Shep Steiner is an art critic and art historian currently writing a book on the painting of Morris Louis and Kenneth Noland, and the art criticism of Clement Greenberg. He lives in Los Angeles and teaches a course on the ethics of criticism at the Malmö Art Academy, Sweden.5
Footnotes:
1. This was Hilton Kramer’s response to the work and John Szarkowski’s description of it in a New York Times review from the 1970s. Quoted in Louisiana Museum of Modern Art press release, 3 March, 2004.
2. John Szarkowski, William Eggleston’s Guide, New York: Museum of Modern Art, New York, 2002.
3. Thomas Weski and Walter Hopps, William Eggleston, Los Alamos, Zurich: Scalo Verlag, 2003.
4. My use of metaphor as interchangeable with a notion of the aesthetic and in a complementary relation to metonymy is borrowed from Paul de Man’s reading of Proust. In de Man’s view the aesthetic is a metaphoric construction. Thus of the famous reading scene near the beginning of Swan’s Way he writes: “The passage is about the aesthetic superiority of metaphor over metonymy, but this aesthetic claim is made by means of categories that are the ontological ground of the metaphysical system that allows for the aesthetic to come into being as a category.” (Paul de Man, “Reading Proust,” Allegories of Reading: Figural Language in Rousseau, Nietzsche, Rilke, and Proust. New Haven: Yale University Press, 1979, p. 14). Here de Man’s use of metonymy is worth commenting on. It is not of that species defined through contiguous association in a viewer as is flagged earlier in this essay. Rather, metonymy in its syntactical form is a question of spatial proximity or nearness within the differential system of the text. In grounding metaphor thusly, the viewer uses metonymy to build metaphors, but is blinded to the groundwork metonymy is doing. Conversely, if one looks for metonymic relations across a sequence of pictures one will find that it is underwritten by metaphoric moments.

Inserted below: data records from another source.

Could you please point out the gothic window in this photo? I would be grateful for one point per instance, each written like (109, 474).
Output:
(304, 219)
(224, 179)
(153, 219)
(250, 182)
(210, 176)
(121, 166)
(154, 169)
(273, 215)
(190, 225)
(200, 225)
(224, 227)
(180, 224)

5. Walter Hopps offers the following in his preface to the exhibition catalog: “When driving through New Mexico in 1973, William Eggleston stopped at Los Alamos, the forested site of the atomic bomb’s clandestine development. He chose Los Alamos as the title for a sprawling body of work then nearing completion: approxi- mately twenty-two hundred images photographed between 1966 and 1974. …The photographs that make up this selection from Los Alamos begin at the beginning, with the first color photograph Eggleston made, of a grocery clerk pushing a shopping cart; include the center of his world—Memphis and the Mississippi Delta; trace his travels west from New Orleans to Las Vegas and southern California; and end on the Santa Monica Pier.” (Los Alamos, William Eggleston, Scalo Publishers, 2003).